I appreciate all the replies and hope they help someone else out who has the same issue crop up. Be sure to test from other machines on the LAN.
I’ve found that configuraion somewhere searching with google, it seems that should create a NAT hairpin valid for all my LAN subnet. But also this is not working in my case.
Do you have any suggestion?
Am I missing something?
has anyone mastered this yet?
it works for me “kind of” the hairpin ability works, and the outside in works, but the issue i am having is anything that has a hairpin defined, all the connections show as coming from that IP, not the users external ip address, and network to network traffic (non-nat) translate to the public ip as well. which is rather frustrating when the PBX gets a tone of invalid requests from the outside and i try to login and it locks me out as well.

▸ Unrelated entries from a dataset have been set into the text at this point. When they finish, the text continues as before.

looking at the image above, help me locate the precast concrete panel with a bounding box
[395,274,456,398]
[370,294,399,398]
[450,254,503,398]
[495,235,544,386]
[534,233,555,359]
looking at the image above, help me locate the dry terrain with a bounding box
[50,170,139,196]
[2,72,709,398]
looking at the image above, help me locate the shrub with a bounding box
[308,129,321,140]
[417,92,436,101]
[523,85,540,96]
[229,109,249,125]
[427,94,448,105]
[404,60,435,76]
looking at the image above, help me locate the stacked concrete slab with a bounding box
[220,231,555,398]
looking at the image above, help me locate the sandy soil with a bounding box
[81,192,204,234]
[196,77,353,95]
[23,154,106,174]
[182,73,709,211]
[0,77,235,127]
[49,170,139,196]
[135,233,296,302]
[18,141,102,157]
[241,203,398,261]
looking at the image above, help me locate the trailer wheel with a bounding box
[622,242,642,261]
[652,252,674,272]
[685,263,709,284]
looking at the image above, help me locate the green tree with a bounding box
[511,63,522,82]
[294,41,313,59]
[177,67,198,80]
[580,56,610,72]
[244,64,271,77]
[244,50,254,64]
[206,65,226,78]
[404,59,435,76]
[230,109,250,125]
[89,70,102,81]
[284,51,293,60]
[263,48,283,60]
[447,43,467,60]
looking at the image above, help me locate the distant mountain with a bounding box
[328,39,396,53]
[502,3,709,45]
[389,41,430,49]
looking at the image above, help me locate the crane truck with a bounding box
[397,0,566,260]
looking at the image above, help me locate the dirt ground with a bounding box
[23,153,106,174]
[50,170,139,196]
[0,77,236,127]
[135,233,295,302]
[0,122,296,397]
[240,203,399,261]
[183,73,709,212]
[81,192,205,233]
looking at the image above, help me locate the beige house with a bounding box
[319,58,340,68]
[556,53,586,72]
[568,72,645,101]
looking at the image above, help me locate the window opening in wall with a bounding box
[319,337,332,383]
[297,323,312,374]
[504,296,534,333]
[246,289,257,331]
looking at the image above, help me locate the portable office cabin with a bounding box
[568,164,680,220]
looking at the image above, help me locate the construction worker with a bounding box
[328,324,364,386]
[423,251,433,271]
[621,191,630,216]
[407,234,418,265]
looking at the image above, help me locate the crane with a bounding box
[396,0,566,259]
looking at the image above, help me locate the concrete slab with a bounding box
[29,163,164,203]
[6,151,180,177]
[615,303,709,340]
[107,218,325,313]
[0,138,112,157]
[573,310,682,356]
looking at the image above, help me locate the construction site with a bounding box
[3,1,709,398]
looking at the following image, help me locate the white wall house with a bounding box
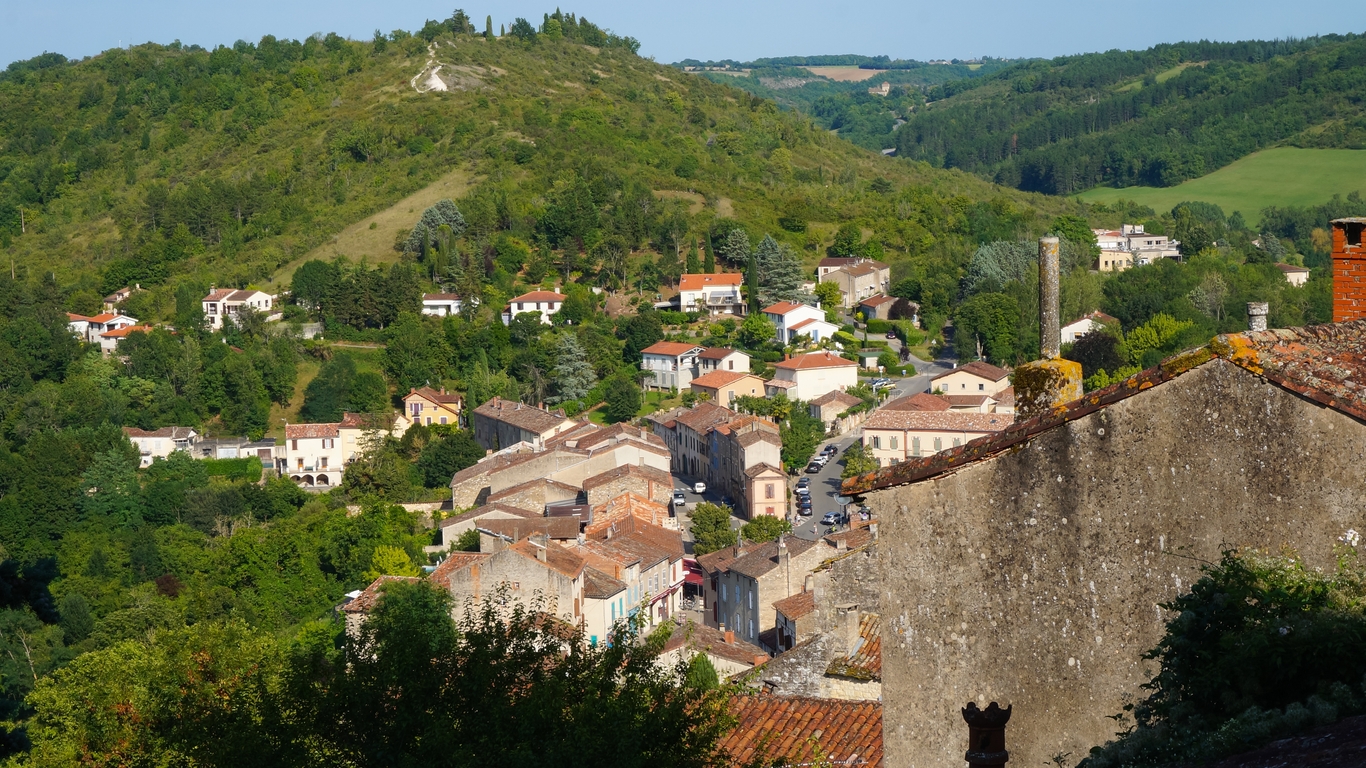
[1277,263,1311,286]
[502,291,565,325]
[69,312,138,343]
[202,289,276,329]
[421,293,465,317]
[123,426,199,468]
[767,351,859,402]
[640,342,704,390]
[1092,225,1182,272]
[762,302,839,345]
[282,423,345,488]
[697,348,750,376]
[677,273,746,315]
[1060,310,1119,346]
[931,361,1013,396]
[862,410,1010,467]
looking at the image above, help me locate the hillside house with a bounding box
[501,290,564,325]
[677,273,745,315]
[640,342,704,390]
[1093,224,1181,272]
[768,351,859,402]
[930,360,1012,396]
[471,397,578,451]
[856,294,901,321]
[98,324,151,355]
[283,422,344,487]
[421,293,464,317]
[123,426,199,467]
[1060,310,1119,345]
[689,371,765,407]
[69,312,138,344]
[404,386,463,426]
[102,285,139,310]
[1277,262,1311,286]
[202,288,275,329]
[762,302,839,346]
[696,347,751,375]
[818,259,891,308]
[810,390,866,434]
[697,536,837,646]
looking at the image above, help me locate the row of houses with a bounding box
[643,344,860,403]
[649,402,786,519]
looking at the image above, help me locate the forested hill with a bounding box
[892,35,1366,194]
[0,13,1067,320]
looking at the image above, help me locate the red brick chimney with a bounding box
[1332,218,1366,322]
[724,628,735,644]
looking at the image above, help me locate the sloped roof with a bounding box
[811,390,863,409]
[690,370,758,390]
[582,463,672,491]
[423,292,461,301]
[720,695,883,767]
[698,347,744,360]
[341,575,421,614]
[509,290,566,303]
[825,613,882,681]
[818,257,862,268]
[858,294,897,307]
[838,262,883,278]
[437,503,539,529]
[285,422,340,439]
[661,618,768,668]
[678,273,743,291]
[123,426,197,440]
[586,493,676,537]
[729,537,818,579]
[473,398,571,435]
[1275,262,1311,274]
[788,317,831,332]
[943,394,996,408]
[583,566,627,598]
[762,301,807,316]
[478,516,581,541]
[743,461,785,478]
[669,401,735,433]
[427,552,494,589]
[509,538,586,579]
[774,351,858,371]
[406,386,462,406]
[931,360,1011,383]
[641,341,704,357]
[772,590,816,620]
[100,324,152,339]
[881,392,952,412]
[863,410,1009,433]
[844,321,1366,495]
[203,289,235,302]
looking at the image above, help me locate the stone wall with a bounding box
[870,360,1366,768]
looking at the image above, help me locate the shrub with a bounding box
[865,319,892,334]
[201,457,263,482]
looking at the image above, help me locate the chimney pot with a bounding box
[1247,302,1269,332]
[962,701,1013,767]
[724,629,735,644]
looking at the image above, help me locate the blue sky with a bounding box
[2,1,1362,68]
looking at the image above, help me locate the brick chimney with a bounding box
[723,627,735,644]
[962,701,1012,767]
[1332,218,1366,322]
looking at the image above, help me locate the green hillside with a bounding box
[891,35,1366,195]
[1078,148,1366,227]
[0,19,1069,322]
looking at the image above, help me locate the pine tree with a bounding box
[485,15,493,37]
[755,235,804,304]
[747,251,760,313]
[405,200,466,255]
[719,229,751,266]
[500,23,506,36]
[703,236,716,273]
[685,239,701,274]
[549,333,597,404]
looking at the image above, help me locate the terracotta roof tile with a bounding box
[509,290,566,303]
[100,324,152,338]
[720,695,883,767]
[882,392,952,412]
[428,552,493,589]
[931,360,1011,383]
[406,386,462,406]
[661,618,768,668]
[826,613,882,681]
[509,538,586,579]
[863,410,1009,433]
[581,464,672,491]
[285,422,340,439]
[773,351,858,371]
[478,516,581,541]
[123,426,197,440]
[437,503,539,529]
[690,370,758,390]
[678,273,744,291]
[772,590,816,620]
[473,398,572,436]
[583,566,627,598]
[811,390,863,408]
[341,575,421,614]
[730,538,819,579]
[761,301,806,315]
[641,341,704,357]
[858,294,896,307]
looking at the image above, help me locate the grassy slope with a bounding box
[1077,148,1366,226]
[0,31,1075,321]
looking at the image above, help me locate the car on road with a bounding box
[693,481,707,494]
[805,462,823,474]
[811,454,829,466]
[886,331,897,340]
[672,491,686,507]
[796,495,813,508]
[795,477,810,490]
[720,495,733,507]
[797,505,813,516]
[820,512,841,526]
[821,444,838,456]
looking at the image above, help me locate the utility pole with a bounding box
[18,208,23,235]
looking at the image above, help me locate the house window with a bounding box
[720,584,727,602]
[749,620,755,639]
[890,436,898,450]
[978,383,985,391]
[410,402,421,416]
[953,438,962,448]
[728,361,734,370]
[933,437,942,452]
[291,439,298,451]
[296,458,303,469]
[440,417,447,425]
[872,436,881,449]
[765,483,774,499]
[427,417,432,425]
[912,437,921,457]
[319,457,328,469]
[322,438,335,449]
[517,302,524,311]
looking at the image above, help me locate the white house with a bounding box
[502,291,565,325]
[421,293,465,317]
[1060,310,1119,346]
[1092,225,1182,272]
[767,351,859,402]
[696,347,750,376]
[99,324,151,355]
[761,301,839,345]
[202,288,276,329]
[1276,263,1311,287]
[69,312,138,343]
[282,422,345,488]
[862,409,1009,467]
[123,426,199,468]
[677,273,746,315]
[931,361,1012,396]
[640,342,704,391]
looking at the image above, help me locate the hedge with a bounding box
[202,457,264,482]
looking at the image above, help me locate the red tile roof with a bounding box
[509,538,586,579]
[678,273,743,291]
[123,426,197,440]
[772,590,816,620]
[661,618,768,668]
[509,290,566,303]
[858,294,896,307]
[882,392,952,412]
[720,695,883,767]
[341,575,420,614]
[811,390,864,409]
[844,321,1366,495]
[773,351,858,370]
[825,613,882,681]
[285,422,340,439]
[818,257,862,268]
[202,289,236,302]
[641,341,704,357]
[863,410,1009,433]
[423,292,461,301]
[762,301,806,316]
[406,386,462,406]
[427,552,494,589]
[1275,262,1311,273]
[932,360,1011,383]
[690,370,757,390]
[473,398,572,436]
[100,324,152,339]
[581,463,672,491]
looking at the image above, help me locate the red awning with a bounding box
[684,571,704,586]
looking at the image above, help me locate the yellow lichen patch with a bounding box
[1013,358,1083,419]
[1210,335,1263,375]
[1161,346,1215,377]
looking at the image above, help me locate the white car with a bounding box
[672,491,687,507]
[693,481,707,494]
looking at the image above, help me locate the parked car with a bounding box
[720,495,733,508]
[822,444,839,456]
[798,506,814,516]
[805,463,823,474]
[797,496,813,509]
[672,491,686,507]
[886,331,897,340]
[693,481,707,494]
[795,477,810,489]
[794,486,810,497]
[811,455,829,466]
[820,512,841,526]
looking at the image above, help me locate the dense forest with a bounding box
[890,35,1366,193]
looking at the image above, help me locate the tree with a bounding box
[617,312,663,362]
[740,515,791,543]
[685,240,701,274]
[549,334,597,404]
[841,441,879,479]
[691,502,738,555]
[80,447,142,526]
[383,313,451,392]
[1064,330,1124,379]
[1050,214,1100,260]
[737,313,776,349]
[603,375,641,424]
[829,223,862,257]
[754,235,804,304]
[364,545,419,581]
[484,15,493,37]
[954,292,1020,364]
[404,200,466,256]
[718,229,751,267]
[778,400,823,471]
[703,237,716,273]
[415,429,484,487]
[341,445,413,500]
[455,528,480,551]
[813,281,844,314]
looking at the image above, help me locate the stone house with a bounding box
[843,221,1366,768]
[810,390,865,435]
[772,588,818,651]
[697,536,837,648]
[582,463,673,507]
[434,535,585,624]
[856,293,898,320]
[930,360,1012,396]
[768,351,859,402]
[689,371,765,407]
[658,618,770,677]
[471,397,579,451]
[818,259,890,308]
[434,503,540,549]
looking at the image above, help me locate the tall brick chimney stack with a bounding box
[1332,218,1366,322]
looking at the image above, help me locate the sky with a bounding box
[2,0,1363,69]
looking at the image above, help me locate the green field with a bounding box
[1078,148,1366,226]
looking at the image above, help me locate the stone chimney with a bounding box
[1331,218,1366,321]
[962,701,1012,767]
[1014,237,1083,419]
[777,536,789,567]
[1247,302,1269,332]
[836,603,860,652]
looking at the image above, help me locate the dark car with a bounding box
[797,496,813,509]
[798,506,814,516]
[886,331,897,340]
[796,477,810,489]
[822,444,838,456]
[805,462,822,474]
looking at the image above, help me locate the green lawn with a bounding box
[1077,148,1366,227]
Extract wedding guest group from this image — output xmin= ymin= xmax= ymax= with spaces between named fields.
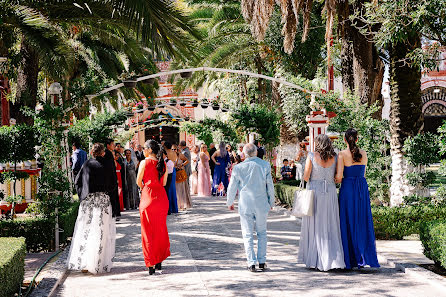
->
xmin=296 ymin=131 xmax=379 ymax=271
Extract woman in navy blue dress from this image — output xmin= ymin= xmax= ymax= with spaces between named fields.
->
xmin=211 ymin=142 xmax=230 ymax=196
xmin=335 ymin=128 xmax=380 ymax=269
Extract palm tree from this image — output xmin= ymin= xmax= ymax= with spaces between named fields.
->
xmin=1 ymin=0 xmax=200 ymax=123
xmin=241 ymin=0 xmax=384 ymax=109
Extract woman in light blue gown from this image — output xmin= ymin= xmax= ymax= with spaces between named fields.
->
xmin=298 ymin=134 xmax=345 ymax=271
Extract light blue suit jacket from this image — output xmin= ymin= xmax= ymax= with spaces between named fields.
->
xmin=227 ymin=157 xmax=275 ymax=214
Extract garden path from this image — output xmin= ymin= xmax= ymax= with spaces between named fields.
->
xmin=55 ymin=196 xmax=445 ymax=297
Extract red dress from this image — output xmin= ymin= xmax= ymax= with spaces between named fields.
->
xmin=140 ymin=159 xmax=171 ymax=267
xmin=116 ymin=162 xmax=124 ymax=211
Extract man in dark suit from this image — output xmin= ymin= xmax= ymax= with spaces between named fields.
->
xmin=98 ymin=138 xmax=121 ymax=220
xmin=208 ymin=143 xmax=217 ymax=179
xmin=252 ymin=140 xmax=265 ymax=160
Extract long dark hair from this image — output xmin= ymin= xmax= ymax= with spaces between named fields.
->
xmin=314 ymin=134 xmax=336 ymax=161
xmin=345 ymin=128 xmax=362 ymax=162
xmin=145 ymin=140 xmax=165 ymax=179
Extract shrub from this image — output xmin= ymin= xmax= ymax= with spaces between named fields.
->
xmin=274 ymin=183 xmax=298 ymax=207
xmin=0 ymin=237 xmax=26 ymax=297
xmin=420 ymin=220 xmax=446 ymax=269
xmin=372 ymin=205 xmax=446 ymax=240
xmin=0 ymin=201 xmax=80 ymax=252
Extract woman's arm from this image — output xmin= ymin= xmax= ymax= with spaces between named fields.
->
xmin=162 ymin=167 xmax=168 ymax=186
xmin=212 ymin=151 xmax=220 ymax=165
xmin=179 ymin=153 xmax=189 ymax=167
xmin=335 ymin=152 xmax=344 ymax=183
xmin=136 ymin=159 xmax=146 ymax=188
xmin=303 ymin=157 xmax=312 ymax=182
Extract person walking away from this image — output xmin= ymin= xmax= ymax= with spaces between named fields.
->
xmin=208 ymin=143 xmax=217 ymax=179
xmin=227 ymin=143 xmax=275 ymax=272
xmin=173 ymin=144 xmax=192 ymax=210
xmin=178 ymin=141 xmax=192 ymax=186
xmin=252 ymin=140 xmax=265 ymax=160
xmin=335 ymin=128 xmax=380 ymax=269
xmin=114 ymin=152 xmax=125 ymax=212
xmin=237 ymin=144 xmax=245 ymax=161
xmin=295 ymin=142 xmax=308 ymax=182
xmin=124 ymin=149 xmax=140 ymax=210
xmin=71 ymin=140 xmax=87 ymax=179
xmin=211 ymin=142 xmax=230 ymax=196
xmin=137 ymin=140 xmax=171 ymax=275
xmin=69 ymin=143 xmax=116 ymax=273
xmin=98 ymin=138 xmax=121 ymax=219
xmin=298 ymin=134 xmax=345 ymax=271
xmin=190 ymin=145 xmax=200 ymax=195
xmin=197 ymin=144 xmax=212 ymax=196
xmin=163 ymin=141 xmax=178 ymax=214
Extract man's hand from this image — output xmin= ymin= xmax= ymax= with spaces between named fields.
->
xmin=228 ymin=204 xmax=235 ymax=211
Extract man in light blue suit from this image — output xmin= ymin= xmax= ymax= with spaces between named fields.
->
xmin=227 ymin=143 xmax=275 ymax=272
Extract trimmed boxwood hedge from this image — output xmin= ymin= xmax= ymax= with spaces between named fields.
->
xmin=420 ymin=220 xmax=446 ymax=269
xmin=274 ymin=183 xmax=298 ymax=207
xmin=372 ymin=205 xmax=446 ymax=240
xmin=0 ymin=237 xmax=26 ymax=297
xmin=0 ymin=201 xmax=80 ymax=252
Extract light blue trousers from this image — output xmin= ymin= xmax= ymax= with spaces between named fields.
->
xmin=239 ymin=211 xmax=268 ymax=266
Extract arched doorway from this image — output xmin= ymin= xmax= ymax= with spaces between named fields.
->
xmin=145 ymin=126 xmax=179 ymax=144
xmin=422 ymin=86 xmax=446 ymax=133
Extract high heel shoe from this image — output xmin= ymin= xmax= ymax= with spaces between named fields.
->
xmin=155 ymin=262 xmax=162 ymax=270
xmin=149 ymin=267 xmax=155 ymax=275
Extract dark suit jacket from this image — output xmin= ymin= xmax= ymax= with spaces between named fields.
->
xmin=98 ymin=149 xmax=117 ymax=193
xmin=75 ymin=159 xmax=106 ymax=202
xmin=209 ymin=147 xmax=217 ymax=169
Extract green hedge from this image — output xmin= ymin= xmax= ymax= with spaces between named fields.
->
xmin=420 ymin=220 xmax=446 ymax=269
xmin=0 ymin=237 xmax=26 ymax=297
xmin=274 ymin=183 xmax=298 ymax=207
xmin=372 ymin=205 xmax=446 ymax=240
xmin=0 ymin=201 xmax=80 ymax=252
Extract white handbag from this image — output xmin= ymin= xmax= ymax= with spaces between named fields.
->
xmin=292 ymin=180 xmax=314 ymax=217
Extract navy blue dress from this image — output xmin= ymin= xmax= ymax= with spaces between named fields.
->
xmin=167 ymin=168 xmax=178 ymax=214
xmin=339 ymin=165 xmax=380 ymax=269
xmin=212 ymin=154 xmax=230 ymax=195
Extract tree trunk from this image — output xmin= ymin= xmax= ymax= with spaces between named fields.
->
xmin=389 ymin=36 xmax=423 ymax=206
xmin=336 ymin=0 xmax=384 ymax=116
xmin=12 ymin=39 xmax=39 ymax=125
xmin=337 ymin=0 xmax=354 ymax=92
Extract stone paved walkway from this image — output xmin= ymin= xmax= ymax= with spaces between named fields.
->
xmin=55 ymin=196 xmax=446 ymax=297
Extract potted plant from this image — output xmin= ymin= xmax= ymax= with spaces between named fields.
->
xmin=109 ymin=88 xmax=119 ymax=96
xmin=191 ymin=98 xmax=199 ymax=107
xmin=124 ymin=124 xmax=130 ymax=131
xmin=200 ymin=99 xmax=209 ymax=109
xmin=147 ymin=98 xmax=156 ymax=111
xmin=179 ymin=101 xmax=186 ymax=106
xmin=221 ymin=103 xmax=229 ymax=112
xmin=184 ymin=116 xmax=190 ymax=121
xmin=143 ymin=77 xmax=156 ymax=85
xmin=119 ymin=71 xmax=137 ymax=88
xmin=169 ymin=98 xmax=177 ymax=106
xmin=180 ymin=71 xmax=192 ymax=78
xmin=136 ymin=102 xmax=144 ymax=110
xmin=211 ymin=99 xmax=220 ymax=110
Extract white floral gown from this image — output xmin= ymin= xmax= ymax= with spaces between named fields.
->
xmin=67 ymin=192 xmax=116 ymax=274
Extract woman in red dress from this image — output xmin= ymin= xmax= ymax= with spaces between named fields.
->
xmin=114 ymin=152 xmax=125 ymax=212
xmin=136 ymin=140 xmax=170 ymax=275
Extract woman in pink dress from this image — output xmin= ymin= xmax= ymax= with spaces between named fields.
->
xmin=197 ymin=144 xmax=212 ymax=196
xmin=190 ymin=145 xmax=199 ymax=195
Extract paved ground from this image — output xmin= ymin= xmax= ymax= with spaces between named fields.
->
xmin=55 ymin=196 xmax=446 ymax=297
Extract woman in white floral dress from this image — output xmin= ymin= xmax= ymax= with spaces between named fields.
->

I am guessing additional filtering is needed on the hairpin to only translate on local subnet?
Trust me to Necro a thread, but I thought I might just follow this up for anyone else following along.
You have to be careful with Hairpinning because if you don’t properly do the “source” NAT, you end up translating ALL traffic if you’re doing pinholing, to your Internal IP. This means you can’t tell the real source IP of any traffic coming in, attacker or otherwise. You see this mentioned above by the post from @jesnofear.
So to do it properly:
[edit nat destination]
rule 200 {
description "Hairpin NAT for Home Assistant"
destination {
address <external IP/32>
port 8123
}
inbound-interface eth1 [This is my LAN Interface]
protocol tcp
translation {
address 192.168.0.7 [This is the Internal IP of my Home Assistant Instance]
}
}
[edit nat source]
rule 200 {
description "Hairpin NAT for Home Assistant"
destination {
address 192.168.0.7
port 8123
}
outbound-interface eth1
protocol tcp
source {
address 192.168.0.0/16 [THIS IS IMPORTANT!!!!]
}
translation {
address masquerade
}
}
If you don’t match on the source range of your Internal Interface on the “nat source” rule, you’ll find that all traffic coming into your box from external hits this rule too and it all gets rewritten to appear from the masquerade address (the primary IP Address interface of eth1).
This is bad because you can’t tell the true external IP anymore, and any internal IP Access listing you’ve got going on on a server won’t work.